El parque zoológico situado en un extremo del Tiergarten había corrido una suerte similar. Este recinto, que poco antes exhibía una extraordinaria colección de animales de todo el mundo, presentaba ahora un panorama desolador. Su pasado esplendor parecía un sueño lejano en el tiempo. De los 14.000 animales —entre mamíferos, aves y reptiles— que poblaban el zoo en 1939, quedaba solo una décima parte. Durante la guerra, el inmenso jardín zoológico, que incluía restaurantes y salas de cine, había soportado el impacto de un centenar de bombas de gran potencia, pero la batalla de Berlín había acabado por convertir el zoo en un mar de escombros.

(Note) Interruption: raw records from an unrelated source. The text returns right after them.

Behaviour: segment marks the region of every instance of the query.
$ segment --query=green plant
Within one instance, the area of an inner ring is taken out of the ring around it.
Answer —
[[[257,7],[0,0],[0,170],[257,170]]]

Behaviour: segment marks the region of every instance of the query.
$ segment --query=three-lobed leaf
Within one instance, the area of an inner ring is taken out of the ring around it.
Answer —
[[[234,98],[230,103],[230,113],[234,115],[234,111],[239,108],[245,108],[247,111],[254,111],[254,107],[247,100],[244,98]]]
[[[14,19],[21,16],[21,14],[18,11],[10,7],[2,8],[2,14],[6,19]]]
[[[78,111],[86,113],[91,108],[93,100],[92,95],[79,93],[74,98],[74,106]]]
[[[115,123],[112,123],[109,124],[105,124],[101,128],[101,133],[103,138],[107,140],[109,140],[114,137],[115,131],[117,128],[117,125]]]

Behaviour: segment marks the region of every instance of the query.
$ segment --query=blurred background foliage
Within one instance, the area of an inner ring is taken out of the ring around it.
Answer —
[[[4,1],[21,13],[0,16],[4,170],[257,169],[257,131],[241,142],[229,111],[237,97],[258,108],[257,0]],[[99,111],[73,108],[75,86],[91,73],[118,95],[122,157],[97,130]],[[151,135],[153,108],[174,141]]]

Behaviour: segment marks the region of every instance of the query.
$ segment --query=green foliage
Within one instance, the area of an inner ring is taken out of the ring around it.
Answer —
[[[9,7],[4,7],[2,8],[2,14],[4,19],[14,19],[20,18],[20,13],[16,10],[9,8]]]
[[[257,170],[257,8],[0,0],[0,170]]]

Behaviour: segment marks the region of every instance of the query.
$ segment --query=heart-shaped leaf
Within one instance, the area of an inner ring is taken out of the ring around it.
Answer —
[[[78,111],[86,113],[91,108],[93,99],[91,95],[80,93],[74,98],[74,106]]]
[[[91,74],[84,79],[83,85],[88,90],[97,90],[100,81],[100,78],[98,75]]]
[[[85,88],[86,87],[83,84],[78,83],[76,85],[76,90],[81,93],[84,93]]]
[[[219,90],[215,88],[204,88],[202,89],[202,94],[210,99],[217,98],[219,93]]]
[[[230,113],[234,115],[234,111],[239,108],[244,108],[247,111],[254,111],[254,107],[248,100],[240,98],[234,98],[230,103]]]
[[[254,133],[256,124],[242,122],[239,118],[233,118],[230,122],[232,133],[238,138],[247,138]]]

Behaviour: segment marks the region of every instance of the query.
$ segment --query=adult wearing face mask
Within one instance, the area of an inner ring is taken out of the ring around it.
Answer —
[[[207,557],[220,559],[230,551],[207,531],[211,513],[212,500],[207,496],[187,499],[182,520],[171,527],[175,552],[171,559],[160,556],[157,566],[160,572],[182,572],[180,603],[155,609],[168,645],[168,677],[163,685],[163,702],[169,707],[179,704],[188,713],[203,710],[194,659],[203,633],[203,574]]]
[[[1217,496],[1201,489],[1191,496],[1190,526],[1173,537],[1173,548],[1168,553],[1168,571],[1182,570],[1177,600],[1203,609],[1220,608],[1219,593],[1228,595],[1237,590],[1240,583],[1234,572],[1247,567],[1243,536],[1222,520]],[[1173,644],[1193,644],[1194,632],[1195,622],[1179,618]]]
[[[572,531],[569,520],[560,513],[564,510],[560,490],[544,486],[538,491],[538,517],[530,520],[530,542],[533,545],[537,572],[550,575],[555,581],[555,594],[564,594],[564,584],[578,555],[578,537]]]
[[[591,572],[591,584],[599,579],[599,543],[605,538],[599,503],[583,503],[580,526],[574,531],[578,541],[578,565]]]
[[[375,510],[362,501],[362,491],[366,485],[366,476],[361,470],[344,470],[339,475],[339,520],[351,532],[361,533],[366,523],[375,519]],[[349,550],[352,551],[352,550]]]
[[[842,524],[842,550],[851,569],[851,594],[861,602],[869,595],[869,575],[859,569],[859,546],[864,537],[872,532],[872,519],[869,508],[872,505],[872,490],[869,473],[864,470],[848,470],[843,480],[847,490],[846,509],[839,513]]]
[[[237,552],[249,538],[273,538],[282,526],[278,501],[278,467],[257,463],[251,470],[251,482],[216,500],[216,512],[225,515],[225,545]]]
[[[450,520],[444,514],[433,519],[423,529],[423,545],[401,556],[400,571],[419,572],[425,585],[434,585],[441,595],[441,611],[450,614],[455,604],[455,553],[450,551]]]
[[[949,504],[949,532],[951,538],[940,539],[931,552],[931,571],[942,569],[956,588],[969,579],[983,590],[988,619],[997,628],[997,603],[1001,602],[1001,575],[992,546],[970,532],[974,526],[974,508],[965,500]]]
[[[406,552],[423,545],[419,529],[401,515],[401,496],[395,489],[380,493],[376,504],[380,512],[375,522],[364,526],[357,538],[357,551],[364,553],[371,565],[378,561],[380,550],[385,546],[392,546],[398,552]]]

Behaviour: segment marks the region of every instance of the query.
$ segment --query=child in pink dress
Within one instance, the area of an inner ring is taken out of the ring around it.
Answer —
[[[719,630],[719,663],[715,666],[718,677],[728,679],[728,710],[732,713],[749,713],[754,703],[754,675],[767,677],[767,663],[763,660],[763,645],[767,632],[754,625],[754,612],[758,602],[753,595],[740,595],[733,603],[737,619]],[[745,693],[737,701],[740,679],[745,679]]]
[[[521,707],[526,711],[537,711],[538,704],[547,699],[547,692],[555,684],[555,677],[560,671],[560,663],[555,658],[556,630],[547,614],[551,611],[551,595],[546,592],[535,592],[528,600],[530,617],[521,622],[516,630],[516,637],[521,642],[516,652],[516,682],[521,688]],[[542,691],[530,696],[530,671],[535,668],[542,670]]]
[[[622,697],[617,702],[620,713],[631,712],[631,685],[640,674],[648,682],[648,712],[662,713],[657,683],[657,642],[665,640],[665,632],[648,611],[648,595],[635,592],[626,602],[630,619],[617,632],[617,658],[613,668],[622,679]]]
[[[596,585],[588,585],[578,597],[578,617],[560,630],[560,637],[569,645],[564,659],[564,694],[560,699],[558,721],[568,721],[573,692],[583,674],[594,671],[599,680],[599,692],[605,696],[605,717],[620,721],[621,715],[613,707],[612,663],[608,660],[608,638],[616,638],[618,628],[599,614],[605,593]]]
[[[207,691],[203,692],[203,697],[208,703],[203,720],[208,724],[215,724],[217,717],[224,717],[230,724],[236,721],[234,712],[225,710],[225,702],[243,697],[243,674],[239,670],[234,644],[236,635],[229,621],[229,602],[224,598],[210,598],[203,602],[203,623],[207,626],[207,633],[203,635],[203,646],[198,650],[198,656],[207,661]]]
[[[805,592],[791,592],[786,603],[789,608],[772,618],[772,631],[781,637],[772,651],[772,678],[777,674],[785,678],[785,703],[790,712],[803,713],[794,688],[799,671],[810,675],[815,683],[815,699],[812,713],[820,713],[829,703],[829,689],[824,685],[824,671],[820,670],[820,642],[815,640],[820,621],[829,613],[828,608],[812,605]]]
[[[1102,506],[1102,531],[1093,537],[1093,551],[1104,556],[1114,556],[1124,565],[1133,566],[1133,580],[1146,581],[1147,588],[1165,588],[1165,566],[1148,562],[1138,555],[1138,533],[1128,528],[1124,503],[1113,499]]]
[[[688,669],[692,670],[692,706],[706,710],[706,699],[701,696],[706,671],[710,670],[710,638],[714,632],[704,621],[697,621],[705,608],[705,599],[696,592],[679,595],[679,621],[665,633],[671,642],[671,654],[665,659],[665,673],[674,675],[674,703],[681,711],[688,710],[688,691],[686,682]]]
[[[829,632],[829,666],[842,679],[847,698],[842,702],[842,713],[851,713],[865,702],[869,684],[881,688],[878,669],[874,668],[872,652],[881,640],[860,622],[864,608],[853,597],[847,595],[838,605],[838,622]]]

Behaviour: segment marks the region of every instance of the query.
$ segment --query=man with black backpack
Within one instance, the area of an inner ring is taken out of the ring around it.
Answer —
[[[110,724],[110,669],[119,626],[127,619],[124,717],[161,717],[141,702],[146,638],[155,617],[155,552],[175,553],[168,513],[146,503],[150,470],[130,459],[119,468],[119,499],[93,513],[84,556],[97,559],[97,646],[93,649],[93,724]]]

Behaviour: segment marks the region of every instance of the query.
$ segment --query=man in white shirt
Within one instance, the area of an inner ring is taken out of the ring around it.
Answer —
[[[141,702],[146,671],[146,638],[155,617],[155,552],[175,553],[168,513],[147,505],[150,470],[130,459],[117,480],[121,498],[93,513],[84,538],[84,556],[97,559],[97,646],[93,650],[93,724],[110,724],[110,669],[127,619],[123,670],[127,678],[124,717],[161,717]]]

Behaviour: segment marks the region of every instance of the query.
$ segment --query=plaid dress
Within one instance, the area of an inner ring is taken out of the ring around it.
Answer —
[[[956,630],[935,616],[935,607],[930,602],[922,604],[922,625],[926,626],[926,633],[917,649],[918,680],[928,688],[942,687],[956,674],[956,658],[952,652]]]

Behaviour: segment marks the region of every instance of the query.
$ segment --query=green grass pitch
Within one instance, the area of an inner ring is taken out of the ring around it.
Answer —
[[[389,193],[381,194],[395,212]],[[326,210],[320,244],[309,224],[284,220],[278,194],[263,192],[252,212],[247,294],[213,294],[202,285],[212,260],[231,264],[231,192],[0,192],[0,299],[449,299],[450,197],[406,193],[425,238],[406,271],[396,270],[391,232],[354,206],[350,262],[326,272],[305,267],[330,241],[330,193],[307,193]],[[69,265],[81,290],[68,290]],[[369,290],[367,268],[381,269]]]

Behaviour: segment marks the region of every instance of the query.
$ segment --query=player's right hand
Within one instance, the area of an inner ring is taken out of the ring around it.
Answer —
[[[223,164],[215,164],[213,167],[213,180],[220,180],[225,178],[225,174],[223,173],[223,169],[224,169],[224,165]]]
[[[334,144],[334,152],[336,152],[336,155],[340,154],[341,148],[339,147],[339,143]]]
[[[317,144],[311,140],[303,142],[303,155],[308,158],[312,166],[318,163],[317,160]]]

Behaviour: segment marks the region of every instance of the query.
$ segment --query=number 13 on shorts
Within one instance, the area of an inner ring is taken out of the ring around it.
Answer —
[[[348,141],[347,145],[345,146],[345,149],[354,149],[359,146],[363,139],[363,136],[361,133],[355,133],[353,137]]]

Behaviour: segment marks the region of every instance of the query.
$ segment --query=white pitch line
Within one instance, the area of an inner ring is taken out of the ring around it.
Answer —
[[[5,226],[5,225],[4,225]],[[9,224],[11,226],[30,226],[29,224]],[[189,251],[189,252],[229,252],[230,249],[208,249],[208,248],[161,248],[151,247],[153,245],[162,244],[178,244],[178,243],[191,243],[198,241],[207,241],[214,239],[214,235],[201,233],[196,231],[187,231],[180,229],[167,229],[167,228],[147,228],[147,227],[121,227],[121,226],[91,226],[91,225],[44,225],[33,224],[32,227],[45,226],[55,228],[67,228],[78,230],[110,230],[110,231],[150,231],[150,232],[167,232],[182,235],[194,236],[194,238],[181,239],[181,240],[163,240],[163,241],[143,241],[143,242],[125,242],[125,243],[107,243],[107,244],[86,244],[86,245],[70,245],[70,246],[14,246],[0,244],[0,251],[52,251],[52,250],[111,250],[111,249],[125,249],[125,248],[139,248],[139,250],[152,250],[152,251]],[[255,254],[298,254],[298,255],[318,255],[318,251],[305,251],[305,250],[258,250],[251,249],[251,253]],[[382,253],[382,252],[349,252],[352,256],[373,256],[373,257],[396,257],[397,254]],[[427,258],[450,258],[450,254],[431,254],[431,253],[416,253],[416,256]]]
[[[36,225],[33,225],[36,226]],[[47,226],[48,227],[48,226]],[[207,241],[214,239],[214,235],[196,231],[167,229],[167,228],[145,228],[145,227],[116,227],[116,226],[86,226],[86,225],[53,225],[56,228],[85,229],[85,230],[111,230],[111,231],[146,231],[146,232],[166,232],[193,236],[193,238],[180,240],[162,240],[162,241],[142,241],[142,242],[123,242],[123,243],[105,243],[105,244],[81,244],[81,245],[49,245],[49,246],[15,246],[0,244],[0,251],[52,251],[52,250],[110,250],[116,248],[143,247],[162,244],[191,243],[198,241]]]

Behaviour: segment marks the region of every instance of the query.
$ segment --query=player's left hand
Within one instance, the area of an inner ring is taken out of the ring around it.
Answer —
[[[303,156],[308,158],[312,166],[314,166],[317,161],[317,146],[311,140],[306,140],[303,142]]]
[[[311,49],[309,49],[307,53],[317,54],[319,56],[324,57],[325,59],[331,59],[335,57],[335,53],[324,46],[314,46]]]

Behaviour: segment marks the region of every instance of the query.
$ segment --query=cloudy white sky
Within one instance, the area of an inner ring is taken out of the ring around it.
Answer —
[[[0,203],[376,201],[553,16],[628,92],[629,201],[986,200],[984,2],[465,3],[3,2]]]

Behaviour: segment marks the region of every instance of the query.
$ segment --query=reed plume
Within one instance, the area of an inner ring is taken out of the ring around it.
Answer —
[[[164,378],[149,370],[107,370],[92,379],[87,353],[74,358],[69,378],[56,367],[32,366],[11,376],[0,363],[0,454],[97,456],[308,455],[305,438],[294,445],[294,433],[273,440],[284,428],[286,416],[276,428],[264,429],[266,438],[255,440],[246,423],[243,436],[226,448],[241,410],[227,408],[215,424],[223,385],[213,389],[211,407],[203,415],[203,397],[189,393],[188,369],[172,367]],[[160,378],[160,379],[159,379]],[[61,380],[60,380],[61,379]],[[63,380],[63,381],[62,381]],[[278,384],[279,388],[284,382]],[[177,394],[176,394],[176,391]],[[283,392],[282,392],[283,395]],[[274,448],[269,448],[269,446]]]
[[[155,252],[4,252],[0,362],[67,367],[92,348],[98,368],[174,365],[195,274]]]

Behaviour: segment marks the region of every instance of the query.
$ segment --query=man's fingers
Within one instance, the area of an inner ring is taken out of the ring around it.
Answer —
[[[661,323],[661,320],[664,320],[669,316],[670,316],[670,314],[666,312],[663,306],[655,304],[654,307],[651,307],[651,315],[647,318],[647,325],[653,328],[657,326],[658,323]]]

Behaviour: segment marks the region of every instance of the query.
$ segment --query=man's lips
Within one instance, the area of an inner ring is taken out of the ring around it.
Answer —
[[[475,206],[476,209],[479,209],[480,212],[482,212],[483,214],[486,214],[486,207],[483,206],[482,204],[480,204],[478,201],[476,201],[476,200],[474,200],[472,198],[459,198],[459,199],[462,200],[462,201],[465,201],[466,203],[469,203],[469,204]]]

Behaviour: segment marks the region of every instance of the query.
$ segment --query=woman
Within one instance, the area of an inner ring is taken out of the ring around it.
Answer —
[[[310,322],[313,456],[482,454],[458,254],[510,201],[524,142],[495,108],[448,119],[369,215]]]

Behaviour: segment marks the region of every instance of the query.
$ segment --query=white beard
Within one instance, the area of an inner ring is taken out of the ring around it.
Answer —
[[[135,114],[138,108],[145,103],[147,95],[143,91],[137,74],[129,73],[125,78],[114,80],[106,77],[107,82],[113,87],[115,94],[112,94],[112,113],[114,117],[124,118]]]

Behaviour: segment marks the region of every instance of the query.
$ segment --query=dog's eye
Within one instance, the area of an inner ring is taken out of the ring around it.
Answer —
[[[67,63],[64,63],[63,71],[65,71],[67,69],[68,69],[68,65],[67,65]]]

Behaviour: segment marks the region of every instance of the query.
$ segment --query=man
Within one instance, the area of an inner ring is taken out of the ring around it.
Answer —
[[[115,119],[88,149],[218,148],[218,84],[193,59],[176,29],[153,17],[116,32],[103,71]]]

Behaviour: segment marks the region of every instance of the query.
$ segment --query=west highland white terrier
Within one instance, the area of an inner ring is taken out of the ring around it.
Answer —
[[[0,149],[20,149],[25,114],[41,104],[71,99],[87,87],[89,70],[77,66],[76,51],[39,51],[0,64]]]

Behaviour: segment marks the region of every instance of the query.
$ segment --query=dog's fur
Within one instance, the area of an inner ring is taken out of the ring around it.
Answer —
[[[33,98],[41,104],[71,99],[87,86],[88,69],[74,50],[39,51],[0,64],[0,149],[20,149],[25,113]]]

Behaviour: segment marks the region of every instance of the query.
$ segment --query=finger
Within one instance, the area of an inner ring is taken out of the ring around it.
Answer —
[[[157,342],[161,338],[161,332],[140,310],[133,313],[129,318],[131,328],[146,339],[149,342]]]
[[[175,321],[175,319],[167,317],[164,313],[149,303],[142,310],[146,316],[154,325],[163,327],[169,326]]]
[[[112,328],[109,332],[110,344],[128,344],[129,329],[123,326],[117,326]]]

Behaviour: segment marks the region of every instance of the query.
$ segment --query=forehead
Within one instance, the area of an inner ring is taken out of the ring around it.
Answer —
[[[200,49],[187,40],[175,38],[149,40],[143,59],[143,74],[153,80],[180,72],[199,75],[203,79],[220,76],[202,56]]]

Desde el 20 de abril, en el que el zoo cerró sus puertas al público, las bombas de agua habían dejado de funcionar, al quedar cortada la electricidad. En los días siguientes, las enormes cantidades de comida que necesitaban los animales —carne de caballo y pescado, arroz, trigo y hasta larvas de hormiga— ya no pudieron llegar a las instalaciones. La mayoría de los animales que no habían sido evacuados a otros parques zoológicos de Alemania morirían a consecuencia de la colosal batalla que se produciría en la capital del Reich.
Una vez que las armas comenzaron a callar, tras la victoria de las tropas rusas, los animales que habían sobrevivido al hambre y a las bombas sufrían considerables heridas. De los nueve elefantes con que contaba el zoo berlinés, tan solo uno, llamado Siam, seguía con vida.
Cuando los rusos ocuparon el zoo, recibieron una fuerte impresión al oir los aullidos de dolor de algunos de los animales supervivientes, lo que les llevó a dispararles para acabar con esos atroces sufrimientos.
Pero, tal como recordaría más tarde un soldado soviético, lo que más les impactó fue el llanto desconsolado de un guardián del zoo, ya anciano, que había resistido allí hasta el último momento. Estaba abrazado al motivo de su tristeza; un enorme hipopótamo que estaba muerto en su charca por la explosión de una granada.
Se trataba de Rosa, un hipopótamo hembra que dos años antes había sido madre de un pequeño que había recibido el nombre de Knautschke. Para el veterano empleado del zoo, la tragedia de Berlín se concentraba en la desaparición de aquel apreciado animal.